Items needed during the day MUST be accessible without unpacking the whole bag.


  • Wet weather gear + extra layers — top lid compartment (in waterproof stuff sack); grab in seconds when weather turns
  • First aid kit — top of the main compartment pile; one click away in emergency
  • Toilet paper + sunscreen + hat + sunglasses + compass + knife — small external pockets
  • Most-accessed items (compass, map, snacks) — front pocket, hip belt pockets, side pockets. Reach without removing pack
  • Camera, phone, PLB — easy-access pockets in ziplock bags for protection

two gray and orange backpacks on gray rocks at daytime

Photo: Andrew Ly / Unsplash

6. Don't tie things externally

The classic dirty-trekker stereotype with tin cans + mugs hanging off the pack — don't be that person.

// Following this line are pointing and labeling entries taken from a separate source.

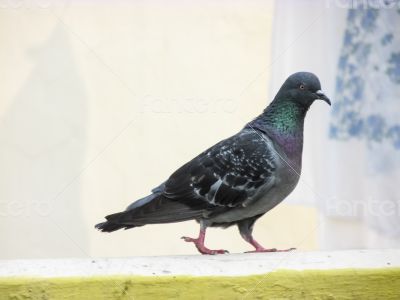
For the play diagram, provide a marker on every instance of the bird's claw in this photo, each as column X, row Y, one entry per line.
column 202, row 249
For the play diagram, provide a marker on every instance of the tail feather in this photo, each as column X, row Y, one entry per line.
column 158, row 210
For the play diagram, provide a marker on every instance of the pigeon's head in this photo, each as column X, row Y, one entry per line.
column 303, row 88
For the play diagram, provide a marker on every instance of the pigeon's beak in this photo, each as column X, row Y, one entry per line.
column 323, row 97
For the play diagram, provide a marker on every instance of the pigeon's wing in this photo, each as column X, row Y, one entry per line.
column 229, row 174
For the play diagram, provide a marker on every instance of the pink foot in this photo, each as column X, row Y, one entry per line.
column 199, row 243
column 270, row 250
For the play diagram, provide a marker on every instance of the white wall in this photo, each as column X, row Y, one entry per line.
column 100, row 103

  • Pushes the centre of gravity OUT = unbalanced
  • Snags on branches + scrub = annoying + dangerous
  • Items get lost when straps fail or come loose
  • EXCEPTION: tent — most pack designs have straps for tent attachment at the bottom. Keeps it dry overnight inside; allows it to dry in morning sun outside

7. Waterproofing + safety items

  • Waterproof stuff sacks for sleeping bag, clothes, electronics — separate the dry from the wet
  • Pack cover OR pack liner — pack covers are external; liners are internal large dry bags. Both protect against rain
  • Camp stove fuel stored AWAY from food — leak risk. External pocket if possible
  • Food in waterproof stuff sack, ESPECIALLY anything that may leak
  • Cookware tip: store food INSIDE pots — saves space, protects gear from charred pot exteriors

8. The spare-parts kit

Pack failures happen. A few spare parts save trips:


  • Extra pack strap + buckles — for snapped harness components
  • Spare boot laces — surprisingly useful (spare laces / shock cord for tent / clothesline / lashings)
  • Heavy duty needle + thread — sew failed seams in pack material
  • Extra belt with buckle — surprisingly useful for securing things
  • Strong plastic bin liner — emergency dry-pack OR sit pad. Lightweight but valuable

Our take

Pack-packing technique is one of those quiet skills that transforms hiking comfort. Five minutes of planning before stuffing = hours less back pain on the trail. The right items in the right places make a 20kg pack feel like 15.


Practice at home before any serious hike — load the pack with everything you'll carry, walk around with it for 30 minutes, adjust the placement of anything that rubs or pulls. Iteration before the trail = comfort on it.